The first Roman to protest that his city was being despoiled by wanton demolition of ancient monuments and tasteless modern construction is lost to history, but two things about him are fairly sure: he made his complaint in Latin, and lived in the days of the Caesars. Last week, joining a long line of outraged traditionalists ranging from the Emperor Majorian (A.D. 457-461) to Pope Pius II (1458-64), famed Italian Novelist Alberto Moravia lamented: “The Dark Ages and the Barbarians are come again. But this time they have modern means. This is the end of Rome.”

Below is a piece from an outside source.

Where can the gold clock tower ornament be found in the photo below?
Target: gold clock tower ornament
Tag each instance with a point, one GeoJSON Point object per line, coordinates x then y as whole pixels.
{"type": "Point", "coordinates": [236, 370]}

Moravia was moved to wrath by municipal Rome’s newest effort to cope with traffic jams that make an eternity of crossing the Eternal City. Plagued by an ever-growing (up 400,000 since World War II), ever-moving population, Rome’s traffic planners route fleets of Fiats and thundering herds of motor scooters through narrow alleys designed for carriages and litters. Whole areas of Rome have become all but impossible to reach by car; so congested is the area around the Pantheon that many cab drivers flatly refuse to take passengers there.
The Voiceless Trees. Awakening to the fact that next year’s Olympic Games will add another 100,000 agile foreigners to the daily traffic scrimmage, Rome’s city hall decreed its biggest postwar street construction program: four huge underpasses, hopefully scheduled for completion by next July. Clearing the way for the underpasses, workmen chopped down hundreds of towering trees along the banks of the Tiber and on the fringes of Rome’s biggest park, the Villa Borghese.
Gazing resentfully at raw stumps, gaping holes and blocked-off streets, Rome’s citizens let out a noise that could be heard distinctly above the traffic’s roar. Tunneling for one underpass, charged critics, would irretrievably weaken the 16th century gate at the Piazza del Popolo, as well as whole sections of the city wall built by the Emperor Aurelian (A.D. 270-275). “Our trees are being slaughtered,” added Columnist Indro Montanelli. “because they have neither voices nor votes. We are being drowned in a wave of cement.”
The Overshadowing Ruins. Though Romans have been crying for several years for drastic solutions to the traffic problem, it is only within recent months that the city government has devised an overall “regulatory plan,” which is intended to shift much of the city’s business—and most of its traffic—away from Rome’s historic center to the suburbs. In the meantime, profiteers and speculators have been free to make Rome’s outskirts a mixture of slums and squalid forests of ugly, jerry-built apartments.
There were some who questioned the idea of a traffic-free interior city. “Rome cannot live in the shadow of its ruins,” sighed // Tempo. “Rome is not Pompeii, but a living metropolis.”